Isla came to sit next to him, and he instinctively wrapped his arm around her, pulling her close to keep her warm. They had left their food, drink, and warmer clothes on the cart at the bottom of the hill.
“I don’ ken.” Finlay was not feeling that anxious, but he was intensely angry about the death of his soldier. But he knew the castle as well as he knew the back of his hands so he already had a plan forming in his mind. “I’ll wager me last supper the sentries never suspected a thing.”
Master McDonnell came to squat next to them, blowing on his hands to keep his fingers warm. He was not wearing a great kilt for the escape but had decided to wear trews instead, so he had no plaid draped behind his belt to pull over his shoulders. None of the men could help him out; they all had their great kilts pulled over their shoulders. It might have been a balmy summer evening, but it was wet and cold inside the dungeons. Their plaids were made of thick wool—warm in winter and rain, cool in summer.
Noticing her father’s distress, Isla stood up, went to the corner of the cell, and lifted up her kirtle. She stepped out of her plain woolen underskirt in the most ladylike way and brought the garment to where they were sitting.
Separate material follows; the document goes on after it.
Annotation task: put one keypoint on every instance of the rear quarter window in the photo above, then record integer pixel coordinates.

“Here, Faither.” She wrapped the woolen petticoat around his shoulders. “I put on me traveling gown, the one with three layers under the kirtle, plus I have me stockings.”
When she came back to sit next to him, Finlay held her close. The blacksmith thanked his daughter for her clever idea.
“But if it was nae the sentries who ratted us out, who rumbled our plan?”
They were to find out later that day. The sky was lightening, but the dungeon air was still chilly. The steady dripping sound was driving them insane with its loud, intrusive annoyance. The skylight window darkened as someone knelt on the ground outside and whispered through the bars.
“Master? Isla? Are ye down there?” It was the cook.
Isla was too short of reaching the bars to speak, so Finlay lifted her up by the waist so she could whisper to the woman, “Cook?! Do ye ken what’s goin’ on? What are the charges they are usin’ to hold us here?”
The cook burst into tears. “Och, Isla. I am so sorry. I sent Pila down to the barracks to bring the food to ye yesterday. She was actin’ very strange when she came back, miserable an’ so sulky I could nae get a word out o’ her. Then I caught her sneakin’ out of our quarters late last night. When I bid her answer me truthfully—I feared was she plannin’ on sleepin’ with one o’ the Dougal’s men—she began howlin’ and complainin’ fit to bust. Her noise woke the guards, and they put pressure on her to answer me. She did nae want to tell them, I promise ye, but when they opened her shawl bundle, they knew Pila was planning to run away. They told her that if me daughter did nae tell them to where she was runnin’ away, they would put her in the town square pillories in the mornin’ so that she might be branded as a wench. Poor Pila told them the truth. She overheard ye makin’ yer plans when she brought the food down to ye; she was sour that ye were planning on leavin’ without so much as sayin’ farewell, so Pila decided to run away with ye.”
Finlay’s hands tightened around Isla’s waist as he heard the cook’s story. His hold was so strong that the blacksmith’s daughter gave a little cry and struggled to get out of his grip.